Would you trust a robot surgeon? What about a robot pilot, shop assistant or emergency responder? Would you trust them if they had the ability to adapt and change how they functioned? What would it take to make them trustworthy? These are some of the questions driving a team of social scientists, ethicists, computer scientists and engineers at the University of Bristol
Funded by a £3m grant from UK Research and Innovation (UKRI), the team are pooling their expertise to explore how autonomous systems – decision-making machines that act independently of a human controller – could function in a safe, secure and resilient manner. November sees them start a three-and-a-half-year project that will focus on the processes used to design and develop the evolving functionality of autonomous systems.
Ultimately, the findings could influence the development of technologies designed to assist modern life, from boosting productivity of industry, through emergency response systems, to robotic surgery.
Professor Kerstin Eder, Head of the Trustworthy Systems Laboratory and lead of the research theme on Verification and Validation for Safety in Robots at the Bristol Robotics Lab, is one of the six researchers involved. She said: "This kind of technology is already all around us, from traction control systems in cars, to the AI assistant in mobile phones and computers. Some of these systems are very predictable and will only do things they are programmed to do, but this means they cannot adapt and change to a changing environment. Others are able to adapt in their function, responding in real time to changes in the environment or the needs of the user, going beyond their initial setup. This can make them more useful, but also less predictable."
This raises important questions about safety, responsibility and trust, as Dr Jonathan Ives, Deputy Director of Bristol's Centre for Ethics in Medicine, another member of the team, explained: "We learn to trust technology when it is predictable. But it may be difficult to learn to trust technology whose function is changing. How can we come to trust a system that is unpredictable by design?"
The UKRI funding is part of a nationwide project involving six separate groups connected to a central hub. Each of the six groups, or 'nodes', will explore a different facet of autonomous systems: trust, resilience, security, functionality, verifiability, and governance and regulation.
The Bristol team will focus on functionality; creating processes to develop technologies with the ability to adapt their functionality to real world conditions.
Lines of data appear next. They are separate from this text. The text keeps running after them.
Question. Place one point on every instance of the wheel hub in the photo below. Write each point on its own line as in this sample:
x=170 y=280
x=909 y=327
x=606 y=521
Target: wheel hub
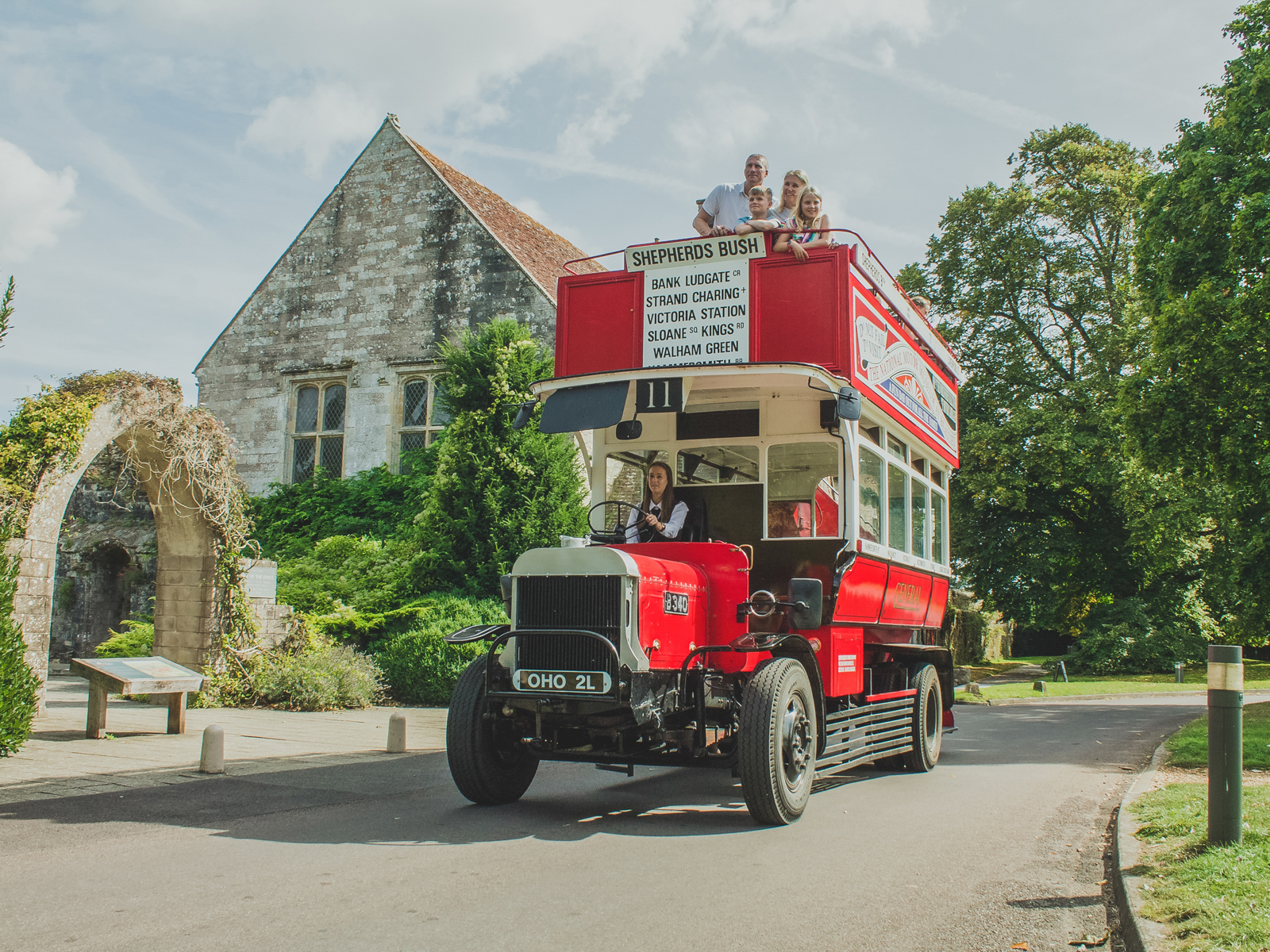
x=795 y=742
The team will focus on three technologies that adapt in fundamentally different ways: swarm systems (the collective efforts of multiple robots to solve a problem, rather like a swarm of ants or bees), soft robotics (flexible, compliant components akin to biological organisms) and unmanned air vehicles (UAVs, otherwise known as drones). Looking at such diverse range of technological challenges will enable their findings to have wide ranging implications and applications.
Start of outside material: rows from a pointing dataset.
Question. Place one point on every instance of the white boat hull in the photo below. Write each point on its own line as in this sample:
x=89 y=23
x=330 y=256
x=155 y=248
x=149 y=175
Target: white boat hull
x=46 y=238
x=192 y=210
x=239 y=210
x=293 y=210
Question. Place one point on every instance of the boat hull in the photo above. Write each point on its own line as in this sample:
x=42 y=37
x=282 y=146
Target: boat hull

Dr Shane Windsor, who leads the project and is an expert in bio-inspired flight dynamics and control from the Department of Aerospace Engineering, said: "With conventional systems, once they leave the factory, we know what they are going to do because they have a set specification and we have set standards they have to meet. For autonomous systems, with the ability to adapt their functionality in response to changes in their environment, we need an adaptive approach that responds to changes in the system's performance or in the environment in which it operates.
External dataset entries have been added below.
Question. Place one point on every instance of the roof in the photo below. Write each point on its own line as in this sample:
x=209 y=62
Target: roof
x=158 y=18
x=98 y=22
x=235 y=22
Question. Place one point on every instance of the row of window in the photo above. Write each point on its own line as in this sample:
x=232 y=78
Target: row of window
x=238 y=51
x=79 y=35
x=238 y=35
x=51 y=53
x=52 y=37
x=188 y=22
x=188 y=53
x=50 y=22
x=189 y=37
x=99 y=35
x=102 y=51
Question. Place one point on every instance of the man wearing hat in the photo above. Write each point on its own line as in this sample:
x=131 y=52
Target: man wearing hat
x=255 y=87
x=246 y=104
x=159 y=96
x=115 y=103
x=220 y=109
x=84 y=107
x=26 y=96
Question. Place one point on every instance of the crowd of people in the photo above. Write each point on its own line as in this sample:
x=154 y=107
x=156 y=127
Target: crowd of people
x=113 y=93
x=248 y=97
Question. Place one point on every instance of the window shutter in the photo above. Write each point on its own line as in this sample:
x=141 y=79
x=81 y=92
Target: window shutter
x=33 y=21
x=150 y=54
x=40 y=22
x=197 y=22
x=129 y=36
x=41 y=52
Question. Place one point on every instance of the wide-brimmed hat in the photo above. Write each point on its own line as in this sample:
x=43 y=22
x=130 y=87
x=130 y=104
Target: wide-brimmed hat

"Our primary focus is on investigating how we can create processes that will build trust in these systems, rather than just building the technologies themselves. We need to be confident that we have considered all aspects of what is needed to make them work effectively in the real world and doing this requires we start at the beginning of the development process."
One of the major strengths of the project is the application of an "action research" model - an integrated approach that will see experts from multiple fields involved in a cyclical feedback loop, creating opportunities for the project, the people and the processes to evolve their performance at every step.
This approach will further enhance the team's scope to test the technical, social and ethical implications through planned public engagement activities and through building a network of stakeholders and partners who will ultimately be the developers and users of future trustworthy autonomous systems.